I learned early on as a junior developer to be paranoid when it came time to code the design. There are a few rules that I learned to keep in mind that have allowed me to pass more unit and system tests.
One, don't trust the data that comes into your method/function/subroutine.
Two, don't trust the data that comes back from methods/functions/subroutines that you call.
Three, assume that other users will not trust the data that you modify and/or return from the function/method/subroutine that you're writing, and therefore accurately report to them anything that goes wrong.
I've noticed a trend in the past few years in younger developers, that they tend to develop with the best case scenarios in mind, believe that users will always enter valid data, that functions are always correctly documented and always require and return exactly what their documentation states, and that therefore the developers' code will never break unexpectedly. There is the idea that error checking isn't needed anymore because it's a waste of effort and time, that Java will always throw exceptions when something really bad happens, and rebooting/restarting the software will fix everything. I have to tell them that Java can't report failures caused by violating the business rules behind the design, that it's important to check for valid data and valid execution.

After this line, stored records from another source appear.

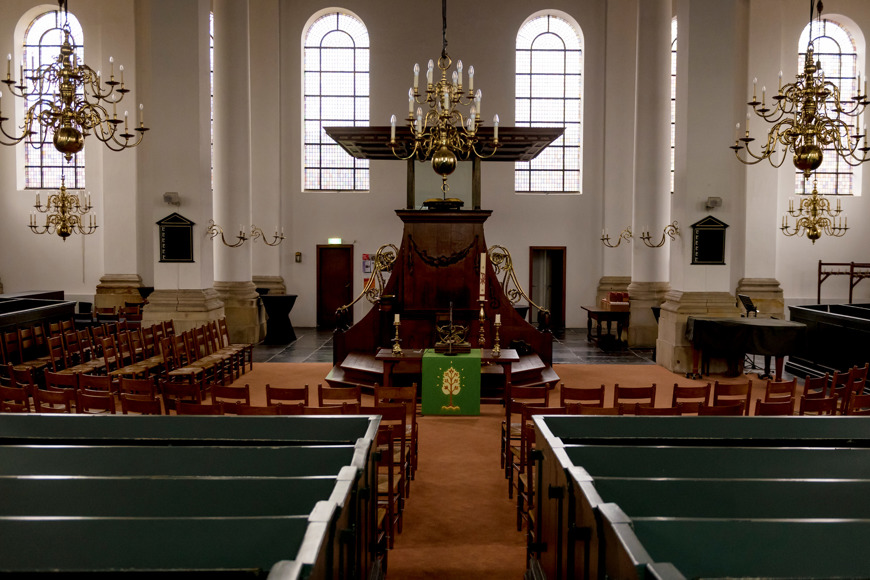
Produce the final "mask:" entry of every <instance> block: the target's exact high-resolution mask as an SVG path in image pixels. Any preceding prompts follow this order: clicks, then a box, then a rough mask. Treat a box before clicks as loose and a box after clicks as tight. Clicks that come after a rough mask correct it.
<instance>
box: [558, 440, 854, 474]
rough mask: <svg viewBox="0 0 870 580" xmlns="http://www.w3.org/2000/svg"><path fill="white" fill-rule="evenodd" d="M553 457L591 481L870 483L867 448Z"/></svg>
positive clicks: (830, 447)
mask: <svg viewBox="0 0 870 580" xmlns="http://www.w3.org/2000/svg"><path fill="white" fill-rule="evenodd" d="M553 457H554V460H555V461H557V462H559V463H560V464H561V465H562V466H563V467H569V466H572V465H578V466H582V467H583V469H585V470H586V471H588V472H589V473H590V474H591V475H592V476H593V477H691V478H704V477H710V478H720V477H731V478H737V477H752V478H763V477H780V478H789V477H791V478H806V477H818V476H819V474H824V475H825V476H826V477H831V478H834V479H844V478H845V479H849V478H857V479H870V449H853V448H833V447H694V446H691V447H679V446H675V445H669V446H629V445H570V446H565V447H562V448H559V449H557V450H556V451H555V452H554V454H553Z"/></svg>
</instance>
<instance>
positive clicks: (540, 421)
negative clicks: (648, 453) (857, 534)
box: [536, 415, 870, 447]
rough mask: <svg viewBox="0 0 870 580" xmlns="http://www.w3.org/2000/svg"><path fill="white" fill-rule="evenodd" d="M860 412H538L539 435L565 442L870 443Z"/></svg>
mask: <svg viewBox="0 0 870 580" xmlns="http://www.w3.org/2000/svg"><path fill="white" fill-rule="evenodd" d="M864 421H865V420H864V418H863V417H842V416H835V417H809V416H807V417H796V416H792V417H715V416H713V417H695V416H688V417H613V416H582V417H580V416H570V415H553V416H549V417H547V416H542V419H541V420H540V421H536V424H537V427H538V429H539V432H540V433H541V434H542V435H543V437H544V438H550V439H551V440H552V441H554V442H555V441H556V440H557V439H558V440H560V441H561V443H562V444H564V445H570V444H577V443H583V444H588V445H591V444H596V443H598V444H608V445H609V444H622V445H649V444H651V443H650V442H651V441H654V443H652V444H658V445H671V444H673V445H676V444H679V445H684V446H685V445H703V446H734V445H739V446H741V447H749V446H752V445H761V446H776V447H784V446H792V445H796V446H803V447H813V446H823V447H832V446H846V447H870V429H867V427H866V424H865V422H864Z"/></svg>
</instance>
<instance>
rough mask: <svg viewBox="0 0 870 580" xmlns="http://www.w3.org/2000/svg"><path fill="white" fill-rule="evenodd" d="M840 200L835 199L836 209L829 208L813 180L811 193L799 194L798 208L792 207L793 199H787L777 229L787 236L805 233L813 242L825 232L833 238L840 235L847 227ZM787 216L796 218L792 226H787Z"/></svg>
mask: <svg viewBox="0 0 870 580" xmlns="http://www.w3.org/2000/svg"><path fill="white" fill-rule="evenodd" d="M842 211H843V210H842V208H841V207H840V200H839V198H838V199H837V209H831V203H830V201H828V200H827V199H826V198H825V196H821V195H819V192H818V191H816V181H815V180H813V193H812V194H811V195H809V196H801V199H800V202H799V203H798V208H797V209H795V208H794V201H793V200H791V199H790V200H789V201H788V212H786V215H784V216H782V225H781V226H780V228H779V229H781V230H782V233H783V234H785V235H787V236H803V235H806V236H807V237H808V238H809V239H810V240H811V241H812V242H813V243H814V244H815V243H816V240H818V239H819V238H820V237H822V234H823V233H824V234H827V235H829V236H833V237H835V238H839V237H842V236H844V235H845V234H846V230H848V229H849V222H848V219H847V218H846V216H842V217H840V214H841V213H842ZM789 216H791V217H793V218H797V219H796V220H795V224H794V228H791V227H790V226H789V219H788V218H789Z"/></svg>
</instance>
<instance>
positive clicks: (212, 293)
mask: <svg viewBox="0 0 870 580" xmlns="http://www.w3.org/2000/svg"><path fill="white" fill-rule="evenodd" d="M223 316H224V305H223V303H222V302H221V300H220V298H219V297H218V294H217V292H216V291H215V290H214V288H204V289H201V290H200V289H190V290H161V289H156V290H154V292H152V293H151V294H150V295H149V296H148V304H146V305H145V308H144V310H143V311H142V324H144V325H150V324H154V323H157V322H162V321H164V320H172V322H173V326H174V327H175V331H176V332H178V333H181V332H184V331H185V330H190V329H192V328H195V327H197V326H202V325H203V324H205V323H207V322H211V321H212V320H218V319H219V318H222V317H223Z"/></svg>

Of course, since I'm old and "unable to keep up" I'm now working maintenance on a big system, but I've found several show-stopper bugs that would not have shown up had the developers been just a bit more paranoid in the design stage. It would also have been cheaper to find the bugs before deployment, but the testing staff is overworked and understaffed, and stuff gets through, and so we have to get the trouble tickets from senior management in the customer's organization (USGov) when critical things break. People who when they are unhappy enough, take contracts away from the developers who make them unhappy.